W Polsce brakuje środków dezynfekujących.
Na początku marca prezes PKN Orlen poinformował, że spółka
Orlen Oil rozpocznie produkcję
płynów do dezynfekcji rąk, aby "wzmocnić bezpieczeństwo sanitarne kraju". Na stacjach Orlenu pojawiły się płyny do dezynfekcji
w 5 litrowych baniakach.
Do końca tygodnia
na stacjach mają się też pojawić litrowe butelki z płynem.
Chęć produkcji płynu do dezynfekcji
wyraziły także firmy kosmetyczne
. Dzięki nim na rynek mogłoby trafić nawet 100 ton środków dezynfekujących miesięcznie.
- Podjęliśmy już działania w kierunku masowej produkcji środków do dezynfekcji niezbędnych do walki z koronawirusem. Dysponując licznymi zakładami produkcyjnymi, które wyrażają gotowość masowej ich produkcji,
moglibyśmy produkować nawet do 100 ton środków dezynfekujących miesięcznie
- mówi w rozmowie z Pulsem Biznesu Blanka Chmurzyńska-Brown, dyrektor generalna Polskiego Związku Przemysły Kosmetycznego, który zrzesza blisko 200 firm.

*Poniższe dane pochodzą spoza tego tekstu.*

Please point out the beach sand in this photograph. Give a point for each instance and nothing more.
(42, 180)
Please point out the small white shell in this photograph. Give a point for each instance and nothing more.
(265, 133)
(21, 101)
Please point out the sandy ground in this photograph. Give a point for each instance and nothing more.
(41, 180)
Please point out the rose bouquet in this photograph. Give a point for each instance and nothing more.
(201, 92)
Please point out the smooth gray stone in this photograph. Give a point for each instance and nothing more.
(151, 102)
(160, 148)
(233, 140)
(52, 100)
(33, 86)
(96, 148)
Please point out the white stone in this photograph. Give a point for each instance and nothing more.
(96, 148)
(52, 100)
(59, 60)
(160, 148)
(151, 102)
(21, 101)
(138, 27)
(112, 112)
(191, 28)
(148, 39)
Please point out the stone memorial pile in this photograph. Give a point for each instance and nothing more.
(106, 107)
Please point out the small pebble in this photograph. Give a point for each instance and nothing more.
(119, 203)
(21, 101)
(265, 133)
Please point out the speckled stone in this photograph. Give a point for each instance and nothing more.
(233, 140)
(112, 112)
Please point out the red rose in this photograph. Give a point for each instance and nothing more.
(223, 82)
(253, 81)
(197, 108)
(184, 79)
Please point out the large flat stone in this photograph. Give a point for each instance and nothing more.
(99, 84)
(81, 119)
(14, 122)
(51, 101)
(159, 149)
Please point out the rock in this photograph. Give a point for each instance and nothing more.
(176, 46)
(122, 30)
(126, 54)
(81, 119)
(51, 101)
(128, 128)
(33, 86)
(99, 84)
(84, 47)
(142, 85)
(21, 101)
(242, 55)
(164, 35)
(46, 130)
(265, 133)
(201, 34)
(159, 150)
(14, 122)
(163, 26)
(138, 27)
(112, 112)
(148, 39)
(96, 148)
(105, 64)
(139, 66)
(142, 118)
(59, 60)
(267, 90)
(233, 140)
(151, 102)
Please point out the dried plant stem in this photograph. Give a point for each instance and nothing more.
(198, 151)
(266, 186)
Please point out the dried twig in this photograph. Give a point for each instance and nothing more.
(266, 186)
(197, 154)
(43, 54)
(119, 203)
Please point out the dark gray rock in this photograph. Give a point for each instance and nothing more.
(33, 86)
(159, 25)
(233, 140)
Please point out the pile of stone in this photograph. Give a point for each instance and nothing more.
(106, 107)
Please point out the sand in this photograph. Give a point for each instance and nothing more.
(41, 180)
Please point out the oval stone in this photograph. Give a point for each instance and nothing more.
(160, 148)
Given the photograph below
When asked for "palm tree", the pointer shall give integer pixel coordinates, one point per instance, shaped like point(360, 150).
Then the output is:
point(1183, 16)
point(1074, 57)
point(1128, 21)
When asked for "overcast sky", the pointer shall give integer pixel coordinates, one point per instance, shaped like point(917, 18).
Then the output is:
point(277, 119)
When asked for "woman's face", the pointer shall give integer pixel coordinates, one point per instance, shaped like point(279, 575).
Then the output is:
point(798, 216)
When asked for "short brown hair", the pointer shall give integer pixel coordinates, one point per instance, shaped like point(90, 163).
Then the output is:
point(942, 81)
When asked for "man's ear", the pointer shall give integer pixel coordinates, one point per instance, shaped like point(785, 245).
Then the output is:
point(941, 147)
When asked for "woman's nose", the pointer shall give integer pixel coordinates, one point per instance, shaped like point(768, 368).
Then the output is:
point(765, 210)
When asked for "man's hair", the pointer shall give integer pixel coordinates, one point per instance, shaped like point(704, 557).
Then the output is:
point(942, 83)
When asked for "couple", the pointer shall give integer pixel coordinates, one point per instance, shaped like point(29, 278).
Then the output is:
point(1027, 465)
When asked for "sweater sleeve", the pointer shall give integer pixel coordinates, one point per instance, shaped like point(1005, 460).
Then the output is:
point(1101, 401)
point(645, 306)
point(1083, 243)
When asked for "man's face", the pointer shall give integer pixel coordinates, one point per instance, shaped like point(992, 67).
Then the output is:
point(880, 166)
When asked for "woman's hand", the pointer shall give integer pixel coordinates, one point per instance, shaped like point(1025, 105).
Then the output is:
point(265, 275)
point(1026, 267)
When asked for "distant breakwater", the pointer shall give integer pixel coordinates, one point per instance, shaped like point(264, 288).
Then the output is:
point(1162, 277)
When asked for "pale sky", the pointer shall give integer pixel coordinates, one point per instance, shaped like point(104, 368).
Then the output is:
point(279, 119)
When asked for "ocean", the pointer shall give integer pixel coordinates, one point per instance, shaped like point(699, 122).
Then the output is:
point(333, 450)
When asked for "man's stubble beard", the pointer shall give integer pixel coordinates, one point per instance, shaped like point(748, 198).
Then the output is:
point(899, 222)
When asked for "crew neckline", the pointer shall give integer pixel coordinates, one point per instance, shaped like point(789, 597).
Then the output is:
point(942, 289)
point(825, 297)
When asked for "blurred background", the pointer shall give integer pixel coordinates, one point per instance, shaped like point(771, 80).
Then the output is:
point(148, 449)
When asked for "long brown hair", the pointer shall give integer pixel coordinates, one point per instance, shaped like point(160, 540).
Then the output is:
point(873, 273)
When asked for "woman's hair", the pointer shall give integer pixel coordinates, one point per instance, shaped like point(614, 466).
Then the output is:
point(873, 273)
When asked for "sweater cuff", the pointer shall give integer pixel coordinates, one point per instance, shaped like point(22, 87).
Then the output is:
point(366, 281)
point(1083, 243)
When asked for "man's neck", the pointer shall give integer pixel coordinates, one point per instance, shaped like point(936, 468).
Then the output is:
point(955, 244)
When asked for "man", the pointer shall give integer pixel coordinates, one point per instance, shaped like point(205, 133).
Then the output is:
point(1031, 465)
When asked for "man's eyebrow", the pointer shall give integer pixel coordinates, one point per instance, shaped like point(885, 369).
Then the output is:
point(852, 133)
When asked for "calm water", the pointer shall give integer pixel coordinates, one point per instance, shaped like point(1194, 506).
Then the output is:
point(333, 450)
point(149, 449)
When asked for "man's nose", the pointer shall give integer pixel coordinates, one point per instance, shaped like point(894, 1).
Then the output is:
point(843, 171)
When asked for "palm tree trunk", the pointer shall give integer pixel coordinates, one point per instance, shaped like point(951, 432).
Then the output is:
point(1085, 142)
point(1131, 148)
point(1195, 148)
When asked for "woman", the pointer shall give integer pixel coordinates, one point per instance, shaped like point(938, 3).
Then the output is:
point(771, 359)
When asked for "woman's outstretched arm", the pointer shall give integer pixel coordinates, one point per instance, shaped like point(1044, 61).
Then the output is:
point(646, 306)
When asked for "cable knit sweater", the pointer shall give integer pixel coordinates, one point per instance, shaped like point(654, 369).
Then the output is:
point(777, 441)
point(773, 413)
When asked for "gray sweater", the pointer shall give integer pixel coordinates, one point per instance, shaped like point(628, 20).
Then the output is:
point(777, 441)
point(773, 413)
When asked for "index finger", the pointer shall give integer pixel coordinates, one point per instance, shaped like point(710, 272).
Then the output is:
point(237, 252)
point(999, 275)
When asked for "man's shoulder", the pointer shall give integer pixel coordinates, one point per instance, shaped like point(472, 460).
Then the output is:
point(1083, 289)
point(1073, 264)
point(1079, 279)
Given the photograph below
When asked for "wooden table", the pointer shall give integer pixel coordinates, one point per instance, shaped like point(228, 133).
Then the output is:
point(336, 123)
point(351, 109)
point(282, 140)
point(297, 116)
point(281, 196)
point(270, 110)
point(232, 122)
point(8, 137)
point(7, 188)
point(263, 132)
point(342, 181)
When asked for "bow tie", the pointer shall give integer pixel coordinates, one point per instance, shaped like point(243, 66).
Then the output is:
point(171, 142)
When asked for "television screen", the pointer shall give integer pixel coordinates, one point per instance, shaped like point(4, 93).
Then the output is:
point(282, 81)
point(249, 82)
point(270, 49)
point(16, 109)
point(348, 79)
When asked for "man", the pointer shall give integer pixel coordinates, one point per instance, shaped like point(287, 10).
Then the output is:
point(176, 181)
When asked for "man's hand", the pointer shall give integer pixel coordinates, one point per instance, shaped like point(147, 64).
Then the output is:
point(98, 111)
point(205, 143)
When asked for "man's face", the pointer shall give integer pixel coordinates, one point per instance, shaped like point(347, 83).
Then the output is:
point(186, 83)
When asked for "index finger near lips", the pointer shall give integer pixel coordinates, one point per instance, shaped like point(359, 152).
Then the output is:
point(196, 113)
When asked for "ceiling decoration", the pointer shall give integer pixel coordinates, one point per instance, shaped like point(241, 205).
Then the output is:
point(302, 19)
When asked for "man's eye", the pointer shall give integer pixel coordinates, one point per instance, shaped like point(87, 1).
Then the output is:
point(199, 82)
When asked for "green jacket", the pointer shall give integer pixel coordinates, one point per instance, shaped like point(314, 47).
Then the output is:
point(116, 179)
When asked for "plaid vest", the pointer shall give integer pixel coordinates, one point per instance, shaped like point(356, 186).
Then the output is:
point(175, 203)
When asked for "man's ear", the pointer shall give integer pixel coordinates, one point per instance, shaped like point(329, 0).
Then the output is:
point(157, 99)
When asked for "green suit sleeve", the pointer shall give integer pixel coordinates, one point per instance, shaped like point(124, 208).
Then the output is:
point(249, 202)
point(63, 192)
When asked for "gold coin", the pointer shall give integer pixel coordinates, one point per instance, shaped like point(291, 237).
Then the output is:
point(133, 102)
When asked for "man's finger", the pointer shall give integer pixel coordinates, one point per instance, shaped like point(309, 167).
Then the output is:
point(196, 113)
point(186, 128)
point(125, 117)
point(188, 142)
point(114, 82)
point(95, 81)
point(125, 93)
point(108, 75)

Okazuje się jednak, że produkcja jest niemożliwa,
ponieważ brakuje alkoholu.
Jak podaje Puls Biznesu wynika to z tego, że
dostawy wstrzymali zagraniczni dostawcy.
Dotychczas alkohol do produkcji kosmetyków i środków dezynfekujących otrzymywaliśmy z Rumunii i Niemiec.
-
W Polsce w dużych ilościach dostępny jest alkohol nieskażony,
który po skażeniu mógłby zostać użyty do produkcji środków dezynfekujących.
Jego cena z akcyzą jest jednak o 1300 proc. wyższa niż alkoholu skażonego
. Co więcej - o ponad 300 proc. wzrosły w ostatnich dniach także koszty usługi skażenia i samych skażalników. Ich dostępność jest również dramatycznie niska. W tych warunkach utrzymanie rentowności produktów i przystępności cen dla konsumentów jest niemożliwe, a wręcz rodzi ryzyko rozwoju szarej strefy obrotu towarami deficytowymi - mówi Pulsowi Biznesu dyrektor generalna PZPK.
Według Blanki Chmurzyńskiej-Brown
brak alkoholu do produkcji środków dezynfekcji to skutek zaangażowania się PKN Orlen
. Spółka
dzięki zwolnieniu z akcyzy wykupiła cały dostępny alkohol na rynku
. Inne firmy nie mogły skorzystać z tej akcji:
- Postulujemy, aby w tej trudnej sytuacji śladem pozostałych krajów UE sporządzić listę substancji krytycznych, niezbędnych do produkcji środków biobójczych i kosmetyków antybakteryjnych, które zostaną zwolnione z obostrzeń administracyjnych. Na liście tej należy uwzględnić też alkohol etylowy i zwolnić go z akcyzy. Pozwoli to na uwolnienie najważniejszego składnika, niezbędnego do produkcji i ratowania zdrowia publicznego - dodaje Blanka Chmurzyńska-Brown.